Figure 1. Reprogramming somatic cells from transgenic Col1a1 4F2A mice.

(a) A targeting vector to the 3’ UTR was utilized to deliver four murine reprogramming factors (Oct4, Sox2, Klf4, and c-Myc) as a single dox-inducible polycistronic transgene ¹¹,¹². Red triangles indicate loxP sites. pA indicates poly-adenylation sequence.

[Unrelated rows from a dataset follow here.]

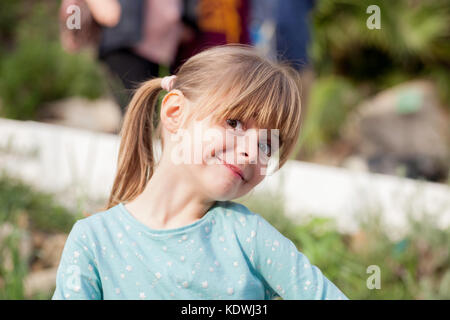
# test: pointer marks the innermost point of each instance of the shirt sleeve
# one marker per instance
(287, 271)
(77, 277)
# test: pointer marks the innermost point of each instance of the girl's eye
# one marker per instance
(234, 123)
(265, 147)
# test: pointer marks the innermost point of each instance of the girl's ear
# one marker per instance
(173, 109)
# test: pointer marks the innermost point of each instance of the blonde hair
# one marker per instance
(230, 82)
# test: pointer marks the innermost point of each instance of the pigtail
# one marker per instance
(136, 159)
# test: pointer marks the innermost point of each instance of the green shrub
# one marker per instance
(415, 267)
(36, 70)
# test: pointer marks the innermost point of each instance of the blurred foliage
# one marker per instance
(17, 198)
(19, 202)
(415, 267)
(34, 69)
(413, 42)
(330, 100)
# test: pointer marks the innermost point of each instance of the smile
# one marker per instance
(235, 170)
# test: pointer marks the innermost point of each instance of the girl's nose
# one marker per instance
(247, 149)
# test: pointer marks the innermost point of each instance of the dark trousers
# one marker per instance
(131, 69)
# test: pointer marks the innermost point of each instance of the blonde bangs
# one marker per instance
(274, 104)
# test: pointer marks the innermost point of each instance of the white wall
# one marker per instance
(77, 163)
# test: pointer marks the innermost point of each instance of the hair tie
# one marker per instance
(167, 82)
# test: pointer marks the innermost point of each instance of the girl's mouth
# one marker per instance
(235, 170)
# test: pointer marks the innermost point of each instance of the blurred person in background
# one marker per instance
(281, 30)
(211, 23)
(136, 36)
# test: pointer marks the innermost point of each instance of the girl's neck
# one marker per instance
(168, 201)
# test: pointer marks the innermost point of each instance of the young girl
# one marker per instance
(170, 229)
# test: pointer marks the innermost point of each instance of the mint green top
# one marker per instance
(230, 253)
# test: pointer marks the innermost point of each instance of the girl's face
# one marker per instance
(228, 159)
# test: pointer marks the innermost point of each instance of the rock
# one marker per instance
(102, 115)
(40, 281)
(402, 129)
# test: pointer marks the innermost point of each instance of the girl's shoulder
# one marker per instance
(99, 221)
(239, 214)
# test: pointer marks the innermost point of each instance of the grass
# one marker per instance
(25, 210)
(416, 266)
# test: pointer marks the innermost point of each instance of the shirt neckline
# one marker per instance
(152, 231)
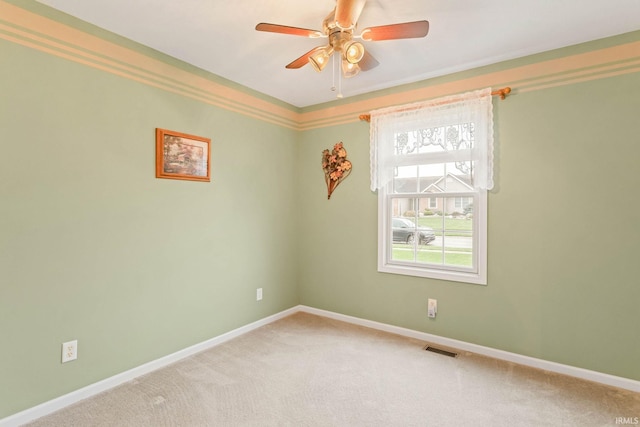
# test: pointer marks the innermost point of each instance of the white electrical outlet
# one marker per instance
(69, 351)
(432, 307)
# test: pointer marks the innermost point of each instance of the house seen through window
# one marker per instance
(432, 210)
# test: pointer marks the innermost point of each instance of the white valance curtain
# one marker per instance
(469, 108)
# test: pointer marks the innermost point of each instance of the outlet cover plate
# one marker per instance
(69, 351)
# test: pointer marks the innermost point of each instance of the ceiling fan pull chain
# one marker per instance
(339, 86)
(333, 77)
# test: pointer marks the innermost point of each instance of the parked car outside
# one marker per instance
(404, 231)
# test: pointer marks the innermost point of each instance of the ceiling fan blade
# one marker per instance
(407, 30)
(368, 62)
(304, 59)
(285, 29)
(348, 12)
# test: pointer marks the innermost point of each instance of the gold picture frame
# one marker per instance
(182, 156)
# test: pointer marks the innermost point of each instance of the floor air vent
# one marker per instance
(441, 351)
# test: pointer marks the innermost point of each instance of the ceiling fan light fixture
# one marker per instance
(320, 59)
(349, 69)
(353, 52)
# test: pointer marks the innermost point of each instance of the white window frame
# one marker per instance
(390, 124)
(475, 275)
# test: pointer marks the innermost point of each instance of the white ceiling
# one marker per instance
(220, 37)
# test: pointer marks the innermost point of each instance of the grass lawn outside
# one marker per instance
(433, 255)
(451, 226)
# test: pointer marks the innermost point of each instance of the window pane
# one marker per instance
(442, 236)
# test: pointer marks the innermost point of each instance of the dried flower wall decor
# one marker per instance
(336, 167)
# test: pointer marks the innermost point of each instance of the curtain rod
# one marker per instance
(502, 93)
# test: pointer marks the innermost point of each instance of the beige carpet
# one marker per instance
(306, 370)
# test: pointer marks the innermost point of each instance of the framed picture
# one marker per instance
(182, 156)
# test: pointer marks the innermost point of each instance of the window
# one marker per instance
(431, 166)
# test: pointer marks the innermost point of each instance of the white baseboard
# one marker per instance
(559, 368)
(58, 403)
(61, 402)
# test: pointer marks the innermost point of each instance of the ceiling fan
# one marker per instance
(339, 27)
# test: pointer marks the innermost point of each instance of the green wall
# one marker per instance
(563, 234)
(93, 247)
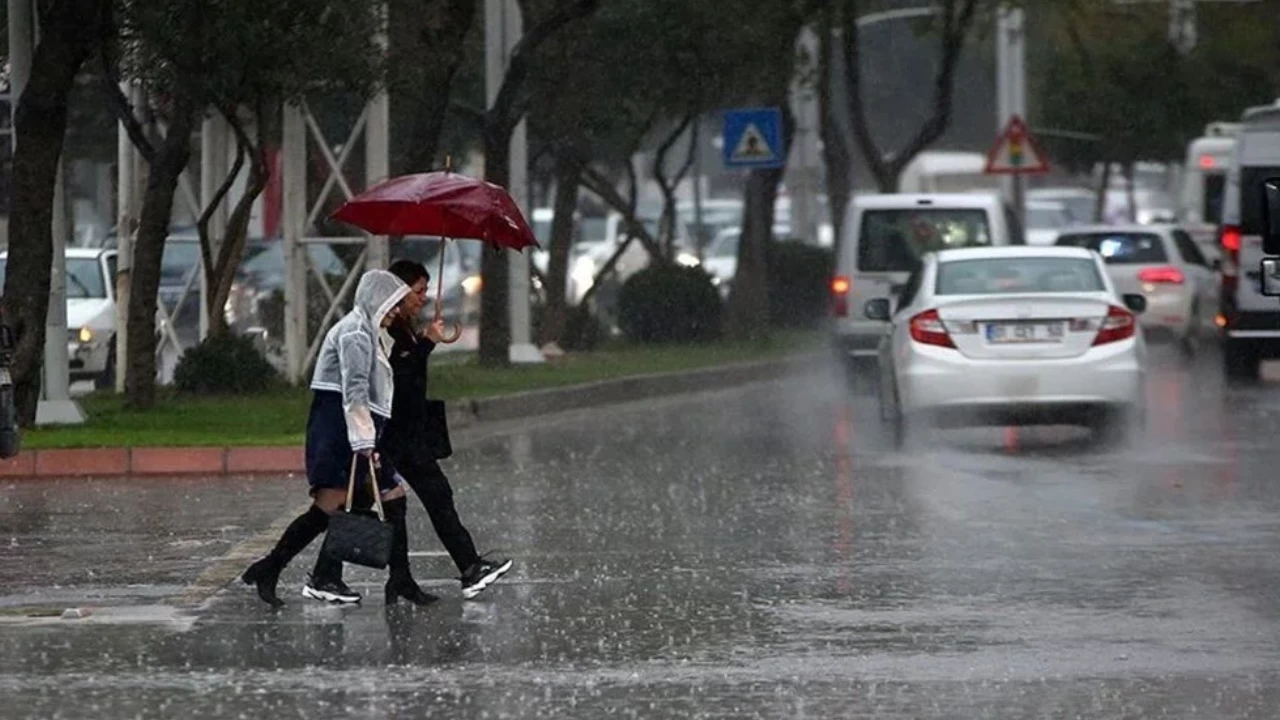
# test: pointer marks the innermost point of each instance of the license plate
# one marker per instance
(1014, 333)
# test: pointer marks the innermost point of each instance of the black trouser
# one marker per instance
(433, 488)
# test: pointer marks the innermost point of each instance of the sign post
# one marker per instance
(1016, 154)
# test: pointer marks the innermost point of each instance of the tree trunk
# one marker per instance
(1130, 199)
(172, 156)
(835, 144)
(494, 318)
(554, 311)
(71, 30)
(435, 30)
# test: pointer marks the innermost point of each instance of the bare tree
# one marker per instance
(499, 122)
(955, 21)
(69, 32)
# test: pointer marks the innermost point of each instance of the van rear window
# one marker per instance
(895, 240)
(1120, 247)
(1251, 196)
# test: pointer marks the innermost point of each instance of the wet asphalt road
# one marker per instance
(755, 552)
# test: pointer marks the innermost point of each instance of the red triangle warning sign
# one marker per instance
(1015, 151)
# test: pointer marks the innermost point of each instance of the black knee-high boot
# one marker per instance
(266, 572)
(400, 582)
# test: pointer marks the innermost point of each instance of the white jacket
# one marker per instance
(355, 358)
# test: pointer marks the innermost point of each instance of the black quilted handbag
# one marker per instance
(359, 537)
(438, 429)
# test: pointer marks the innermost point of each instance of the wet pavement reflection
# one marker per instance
(757, 552)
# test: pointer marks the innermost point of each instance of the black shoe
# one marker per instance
(408, 589)
(328, 589)
(264, 574)
(481, 575)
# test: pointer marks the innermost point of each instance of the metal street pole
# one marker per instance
(1011, 90)
(503, 30)
(213, 171)
(803, 167)
(126, 218)
(378, 149)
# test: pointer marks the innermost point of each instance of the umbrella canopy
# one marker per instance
(440, 204)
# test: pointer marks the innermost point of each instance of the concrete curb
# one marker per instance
(170, 461)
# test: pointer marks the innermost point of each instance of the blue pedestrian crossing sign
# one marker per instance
(753, 139)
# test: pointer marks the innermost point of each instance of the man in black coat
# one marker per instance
(406, 440)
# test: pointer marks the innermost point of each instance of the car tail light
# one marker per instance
(1230, 240)
(1165, 274)
(927, 328)
(840, 287)
(1119, 324)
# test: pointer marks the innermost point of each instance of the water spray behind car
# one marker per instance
(10, 440)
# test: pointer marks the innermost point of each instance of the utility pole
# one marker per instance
(55, 405)
(503, 30)
(804, 169)
(376, 147)
(1011, 90)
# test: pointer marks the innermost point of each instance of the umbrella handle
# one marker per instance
(439, 291)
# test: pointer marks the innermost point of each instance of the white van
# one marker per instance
(947, 171)
(1249, 320)
(882, 240)
(1200, 206)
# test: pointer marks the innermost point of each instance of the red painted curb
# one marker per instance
(82, 461)
(151, 461)
(178, 461)
(248, 460)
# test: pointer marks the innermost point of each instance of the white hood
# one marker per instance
(97, 313)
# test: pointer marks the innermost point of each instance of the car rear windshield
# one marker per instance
(1215, 188)
(1251, 196)
(895, 240)
(1120, 249)
(1002, 276)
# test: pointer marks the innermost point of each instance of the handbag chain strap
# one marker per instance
(374, 468)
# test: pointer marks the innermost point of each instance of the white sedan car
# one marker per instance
(1014, 335)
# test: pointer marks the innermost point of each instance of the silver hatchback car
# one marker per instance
(1166, 265)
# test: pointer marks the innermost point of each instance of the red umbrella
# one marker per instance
(442, 204)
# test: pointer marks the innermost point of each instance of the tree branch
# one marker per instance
(954, 32)
(851, 54)
(206, 251)
(123, 110)
(502, 113)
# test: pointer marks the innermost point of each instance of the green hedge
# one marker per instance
(670, 304)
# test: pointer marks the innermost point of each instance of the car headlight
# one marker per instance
(472, 285)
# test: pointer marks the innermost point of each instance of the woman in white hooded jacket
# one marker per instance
(352, 388)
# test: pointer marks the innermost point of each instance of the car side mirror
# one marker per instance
(1271, 217)
(1271, 277)
(877, 309)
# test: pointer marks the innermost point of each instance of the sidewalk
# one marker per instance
(205, 461)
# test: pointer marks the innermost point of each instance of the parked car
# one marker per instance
(720, 259)
(1162, 263)
(1249, 320)
(1046, 219)
(1010, 336)
(885, 237)
(90, 313)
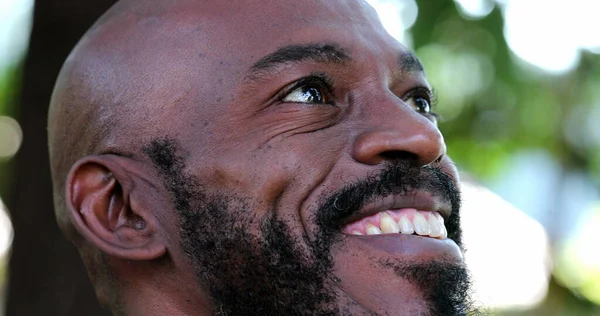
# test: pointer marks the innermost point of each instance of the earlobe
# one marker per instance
(107, 205)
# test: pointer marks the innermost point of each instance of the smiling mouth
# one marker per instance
(406, 221)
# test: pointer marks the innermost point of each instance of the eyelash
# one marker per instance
(320, 80)
(429, 95)
(325, 82)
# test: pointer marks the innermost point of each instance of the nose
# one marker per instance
(404, 136)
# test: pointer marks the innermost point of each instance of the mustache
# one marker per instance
(394, 179)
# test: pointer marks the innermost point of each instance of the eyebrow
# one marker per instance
(409, 62)
(313, 52)
(321, 53)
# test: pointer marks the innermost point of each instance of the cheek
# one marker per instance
(450, 169)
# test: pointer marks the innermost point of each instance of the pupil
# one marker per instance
(422, 105)
(312, 95)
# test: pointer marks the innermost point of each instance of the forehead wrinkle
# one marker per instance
(312, 52)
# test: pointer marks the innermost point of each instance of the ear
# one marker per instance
(111, 206)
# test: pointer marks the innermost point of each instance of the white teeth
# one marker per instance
(430, 224)
(420, 223)
(373, 230)
(406, 226)
(388, 224)
(444, 233)
(435, 227)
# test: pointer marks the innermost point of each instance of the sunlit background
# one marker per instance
(518, 85)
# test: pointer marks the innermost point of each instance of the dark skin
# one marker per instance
(197, 73)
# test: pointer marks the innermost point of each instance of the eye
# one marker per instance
(315, 89)
(306, 94)
(419, 104)
(422, 99)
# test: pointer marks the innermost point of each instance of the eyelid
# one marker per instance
(421, 91)
(316, 78)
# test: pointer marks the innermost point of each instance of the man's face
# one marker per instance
(301, 155)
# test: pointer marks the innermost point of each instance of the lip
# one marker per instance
(418, 248)
(420, 200)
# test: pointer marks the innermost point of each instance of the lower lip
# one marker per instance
(409, 245)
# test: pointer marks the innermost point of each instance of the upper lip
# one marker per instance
(419, 200)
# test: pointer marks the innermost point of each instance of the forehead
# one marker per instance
(247, 30)
(186, 56)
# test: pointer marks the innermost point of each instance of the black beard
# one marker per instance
(269, 272)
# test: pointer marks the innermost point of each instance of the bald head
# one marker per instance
(226, 157)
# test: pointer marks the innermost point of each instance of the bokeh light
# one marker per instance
(551, 34)
(11, 136)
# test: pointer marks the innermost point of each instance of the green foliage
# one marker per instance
(494, 106)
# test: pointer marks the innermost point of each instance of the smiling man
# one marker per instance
(255, 158)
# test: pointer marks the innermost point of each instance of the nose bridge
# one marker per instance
(390, 130)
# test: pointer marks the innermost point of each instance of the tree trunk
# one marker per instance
(46, 275)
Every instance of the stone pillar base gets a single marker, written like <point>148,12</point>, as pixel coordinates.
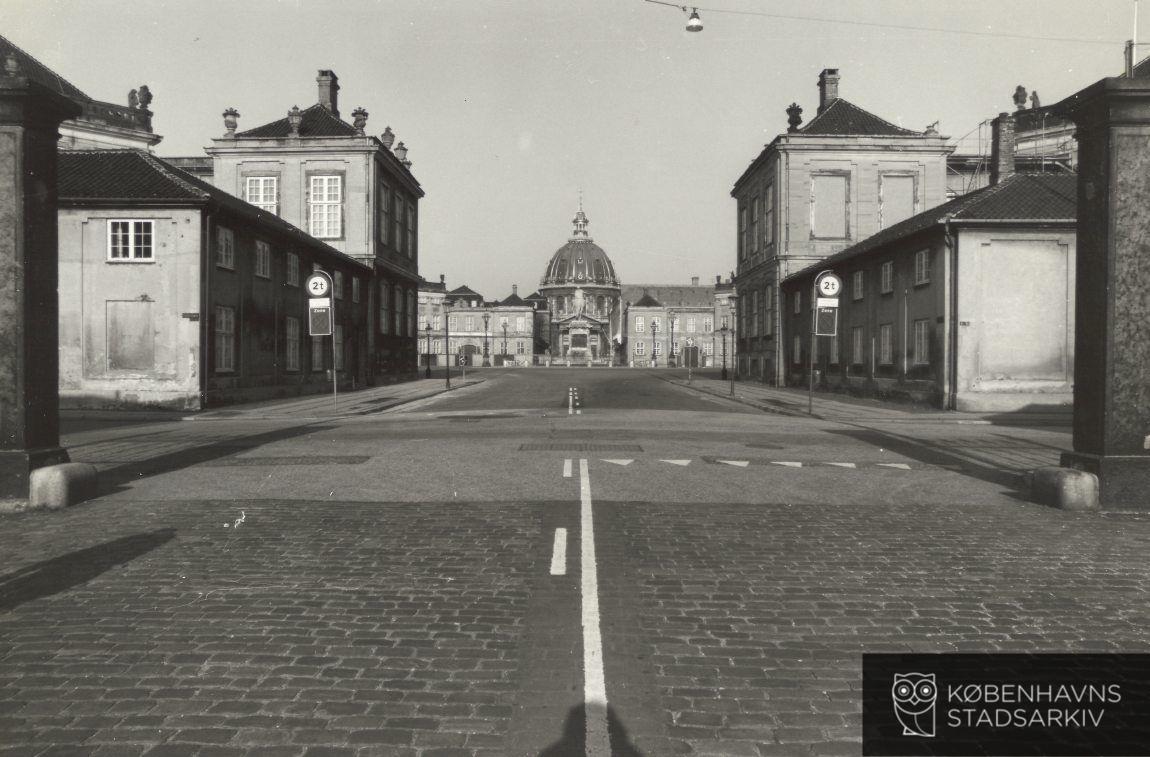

TetO is tetracycline operator minimal promoter. (b) Southern analysis of DNA obtained from Neo-resistant V19 ES cell colonies was digested with XbaI and probed for correct targeting of the Col1a1 3’ UTR using a 5’ external Col1a1 probe to the genomic sequence outside the targeting vector homology arms ¹¹. Lines #2 and #11 were correctly targeted as indicated by hybridization to 5.3 kb band (untargeted allele ~ 4.7 kb). (c) Col1a1 4F2A iPS cells express pluripotency markers. Bright field (BF) images and immunostaining for pluripotency markers alkaline phosphatase (AP), SSEA1, and Nanog. Scale bar, 1mm. (d) Oct4 promoter using bisulfite sequencing. Open circles indicate unmethylated and closed circles indicate methylated CpG dinucleotides. Shown are representative sequence analyses from Col1a1 4F2A transgenic MEFs, embryonic stem cells (V6.5), and two Col1a1 4F2A iPSC lines: pro-B-derived #1 and liver-derived line #5B. (e) Hematoxylin and eosin staining of teratomas induced after subcutaneous injection of Col1a1 4F2A Liv iPSC #5B and Ker iPSC #2 into SCID mice indicates Col1a1 4F2A iPSCs contribute to all three germ layers. Scale bar, 100μm (f) Postnatal chimeric mice detected by agouti coat color from Col1a14F2A MEF iPSC #11 and MAC iPSC #5.